The catalogue of the auctioneers, Bonhams, summarised it thus: "Of Suffragette Interest: the evocative Holloway Prison badge awarded to Kate Harvey, circa 1870-1946". In that footnote to history an extraordinary story lies, only half uncovered.

The badge is cast in the form of a shield on which is depicted the entrance to Holloway Prison. On the reverse is a card inscribed in a faint hand: "Given to Mrs K Harvey By Women's Suffrage After She Had Been In Prison For Tax Resistance."
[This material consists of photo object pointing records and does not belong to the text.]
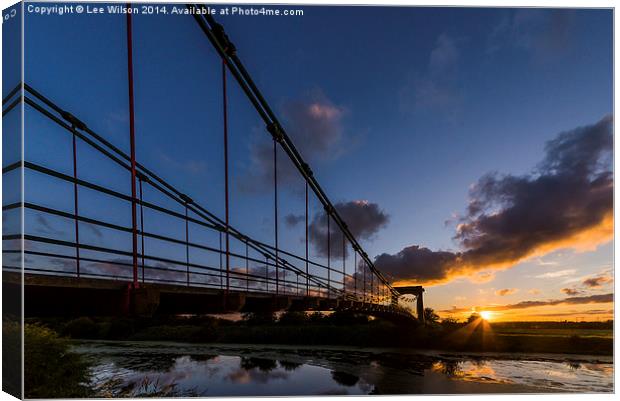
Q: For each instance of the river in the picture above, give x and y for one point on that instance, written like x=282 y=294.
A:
x=177 y=369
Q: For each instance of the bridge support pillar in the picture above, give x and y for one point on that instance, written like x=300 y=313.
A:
x=144 y=301
x=305 y=304
x=420 y=307
x=328 y=304
x=233 y=302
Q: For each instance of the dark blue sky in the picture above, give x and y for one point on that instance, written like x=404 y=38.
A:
x=416 y=103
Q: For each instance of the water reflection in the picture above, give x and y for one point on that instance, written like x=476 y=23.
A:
x=168 y=369
x=344 y=378
x=129 y=375
x=553 y=376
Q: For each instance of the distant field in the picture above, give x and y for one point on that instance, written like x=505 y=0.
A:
x=601 y=333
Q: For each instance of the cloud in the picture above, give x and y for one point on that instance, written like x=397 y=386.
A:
x=603 y=298
x=438 y=86
x=292 y=220
x=314 y=124
x=506 y=291
x=364 y=220
x=545 y=34
x=566 y=202
x=597 y=282
x=556 y=274
x=189 y=166
x=571 y=291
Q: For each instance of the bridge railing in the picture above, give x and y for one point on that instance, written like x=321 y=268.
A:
x=163 y=257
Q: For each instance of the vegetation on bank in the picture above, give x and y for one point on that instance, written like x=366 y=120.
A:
x=51 y=370
x=341 y=328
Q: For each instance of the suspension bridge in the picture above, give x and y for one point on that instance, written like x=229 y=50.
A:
x=241 y=273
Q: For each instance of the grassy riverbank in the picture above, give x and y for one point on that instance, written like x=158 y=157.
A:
x=346 y=329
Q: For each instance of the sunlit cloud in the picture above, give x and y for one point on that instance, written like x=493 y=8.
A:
x=566 y=202
x=556 y=274
x=506 y=291
x=590 y=299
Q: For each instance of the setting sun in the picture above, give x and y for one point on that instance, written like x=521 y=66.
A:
x=486 y=315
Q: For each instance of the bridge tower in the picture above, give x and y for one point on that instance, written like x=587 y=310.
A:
x=416 y=290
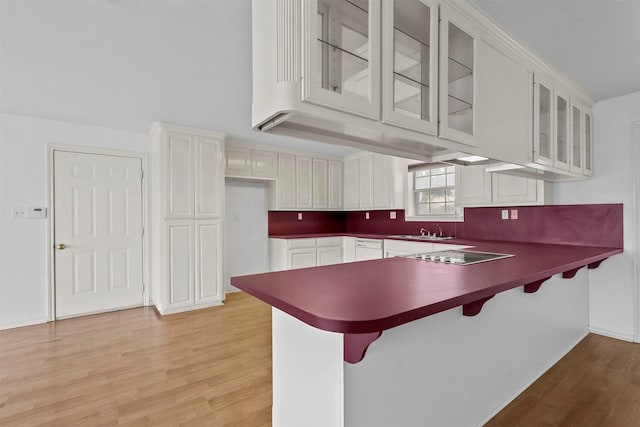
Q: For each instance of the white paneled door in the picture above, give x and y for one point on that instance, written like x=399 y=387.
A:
x=98 y=233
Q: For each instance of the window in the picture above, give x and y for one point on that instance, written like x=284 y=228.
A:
x=432 y=192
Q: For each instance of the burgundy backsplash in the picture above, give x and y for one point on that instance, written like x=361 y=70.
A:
x=286 y=223
x=379 y=223
x=591 y=225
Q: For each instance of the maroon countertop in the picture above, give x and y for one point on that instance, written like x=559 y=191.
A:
x=372 y=296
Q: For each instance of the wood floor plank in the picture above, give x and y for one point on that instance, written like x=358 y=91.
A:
x=212 y=367
x=134 y=367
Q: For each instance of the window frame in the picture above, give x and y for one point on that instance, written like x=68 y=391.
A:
x=411 y=200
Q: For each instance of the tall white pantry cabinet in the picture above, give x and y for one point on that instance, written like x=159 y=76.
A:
x=187 y=207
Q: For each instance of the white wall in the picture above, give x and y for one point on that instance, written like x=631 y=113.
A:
x=611 y=292
x=23 y=166
x=246 y=234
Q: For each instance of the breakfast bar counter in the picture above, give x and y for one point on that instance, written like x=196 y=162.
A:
x=407 y=342
x=372 y=296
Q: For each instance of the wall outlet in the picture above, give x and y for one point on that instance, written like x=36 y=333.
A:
x=28 y=213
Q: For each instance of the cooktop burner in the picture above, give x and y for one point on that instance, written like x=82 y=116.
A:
x=459 y=257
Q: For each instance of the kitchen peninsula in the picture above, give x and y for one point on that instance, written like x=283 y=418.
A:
x=445 y=344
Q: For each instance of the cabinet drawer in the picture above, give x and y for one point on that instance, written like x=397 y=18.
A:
x=329 y=241
x=301 y=243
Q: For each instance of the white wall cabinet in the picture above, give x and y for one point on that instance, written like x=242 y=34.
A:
x=475 y=187
x=287 y=254
x=451 y=82
x=374 y=181
x=187 y=214
x=245 y=162
x=305 y=183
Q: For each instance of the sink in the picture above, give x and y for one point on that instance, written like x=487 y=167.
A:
x=420 y=237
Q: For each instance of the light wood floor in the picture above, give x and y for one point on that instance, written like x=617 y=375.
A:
x=209 y=367
x=213 y=368
x=595 y=384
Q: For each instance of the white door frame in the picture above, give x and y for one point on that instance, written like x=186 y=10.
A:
x=146 y=243
x=635 y=170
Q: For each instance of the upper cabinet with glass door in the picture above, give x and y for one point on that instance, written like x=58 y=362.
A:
x=341 y=66
x=410 y=58
x=457 y=79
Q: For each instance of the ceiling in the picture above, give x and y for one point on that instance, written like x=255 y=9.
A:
x=596 y=42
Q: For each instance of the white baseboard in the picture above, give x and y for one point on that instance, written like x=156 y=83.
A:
x=4 y=326
x=555 y=360
x=166 y=311
x=611 y=334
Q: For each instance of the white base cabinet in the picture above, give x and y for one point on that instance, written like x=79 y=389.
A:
x=187 y=202
x=288 y=254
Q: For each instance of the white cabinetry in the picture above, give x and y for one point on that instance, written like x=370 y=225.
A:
x=475 y=187
x=287 y=254
x=374 y=181
x=187 y=205
x=562 y=136
x=451 y=82
x=244 y=162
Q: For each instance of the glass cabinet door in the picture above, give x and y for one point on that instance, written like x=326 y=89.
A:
x=562 y=131
x=410 y=49
x=576 y=139
x=543 y=122
x=342 y=55
x=457 y=118
x=587 y=167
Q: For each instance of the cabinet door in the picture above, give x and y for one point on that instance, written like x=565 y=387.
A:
x=562 y=131
x=457 y=77
x=410 y=73
x=180 y=262
x=514 y=190
x=335 y=184
x=302 y=258
x=237 y=161
x=382 y=180
x=473 y=186
x=286 y=181
x=208 y=262
x=264 y=164
x=209 y=179
x=365 y=181
x=341 y=61
x=587 y=168
x=179 y=176
x=577 y=139
x=304 y=179
x=329 y=255
x=543 y=121
x=351 y=184
x=320 y=183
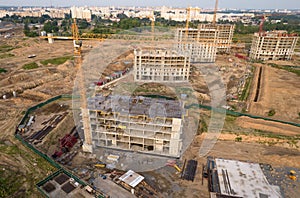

Kate Harvey was a remarkable woman, even without the incident which lies at the heart of the commendation. She was, for a start, a professional woman in what was very much the man's world of late Victorian Britain. She was, moreover, a professional in that most daring of new disciplines - physiotherapy - about which the British Medical Journal was raising concerns. To many respectable Victorians this biomechanical view of the body in health and illness sounded uncomfortably like a euphemism - physical contact which might get rather too close to the sexual - a view which altered only after spinal injury units and orthopaedic hospitals were introduced after the First World War.

But she was not just a physiotherapist, she was also deaf.

Search the archives of the Royal Commission on Historical Manuscript and you find reference to Ms Harvey not under politics or medicine but under the British Deaf History Society.

Yet the medal was in connection with none of this. The mother of three daughters, Mrs Harvey was widowed early and took up good work among the poor. She opened a home for handicapped children in Bromley. There she came into contact with another young widow, Charlotte Despard, who had taken a similar turn towards good works after the death of her husband, opening a social services centre for the needy in Wandsworth.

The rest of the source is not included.